#11 Data Engineering — TRANSFORM DATA — Parsing Dates (ETL Pipeline)

Sakshi Agarwal
7 min readNov 26, 2021

--

This is the eleventh blog in the series of posts related to Data Engineering. I have been writing all the important things that I learn as a part of the Data Scientist Nanodegree Program, Udacity. I have realized it is the best way to test my understanding of the course material and maintain the discipline to study. Please check the other posts as well.

Parsing Dates

Another common data transformation involves parsing dates. Parsing generally means that you start with a string and then transform that string into a different data type.

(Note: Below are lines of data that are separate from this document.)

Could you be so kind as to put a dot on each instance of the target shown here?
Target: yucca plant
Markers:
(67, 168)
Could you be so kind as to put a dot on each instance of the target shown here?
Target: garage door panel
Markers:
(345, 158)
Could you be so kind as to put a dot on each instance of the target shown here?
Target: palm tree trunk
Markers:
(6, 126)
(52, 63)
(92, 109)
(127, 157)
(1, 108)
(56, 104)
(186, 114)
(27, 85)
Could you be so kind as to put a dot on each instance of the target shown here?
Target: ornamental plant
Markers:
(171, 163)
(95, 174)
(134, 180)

In this case, that means taking a date in the format of a string and transforming the string into a date type. The Github code for the exercise is here.

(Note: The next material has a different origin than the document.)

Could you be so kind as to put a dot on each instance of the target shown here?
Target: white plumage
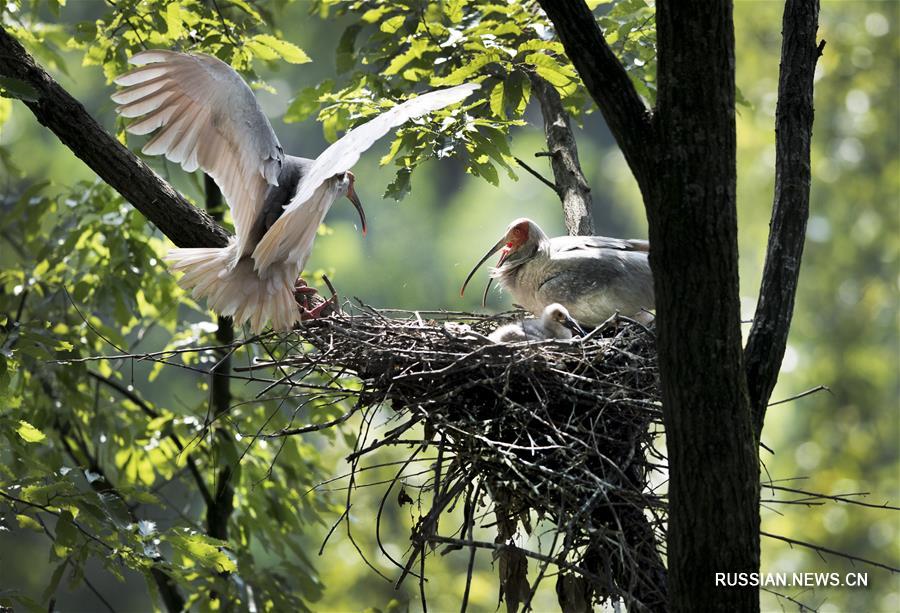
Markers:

Run the next cell to see an example.

In:

import pandas as pdparsed_date = pd.to_datetime('January 1st, 2017')parsed_date

Out:

Timestamp('2017-01-01 00:00:00')

In:

parsed_date.month

Out:

1

In:

parsed_date.year

Out:

2017

In:

parsed_date.second

Out:

0

Sometimes date strings are formatted in unexpected ways. For example, in the United States, dates are given with the month first and then the day. That is what pandas expect by default. However, some countries write the date with the day first and then the month. Run the next three examples to see Panda’s default behavior and how you can specify the date formatting.

In:

parsed_date = pd.to_datetime('5/3/2017 5:30')parsed_date.month

Out:

5

In:

parsed_date = pd.to_datetime('3/5/2017 5:30', format='%d/%m/%Y %H:%M')parsed_date.month

Out:

5

In:

parsed_date = pd.to_datetime('5/3/2017 5:30', format='%m/%d/%Y %H:%M')parsed_date.month

Out:

5

The formatting abbreviations are actually part of the python standard. You can see examples at this link.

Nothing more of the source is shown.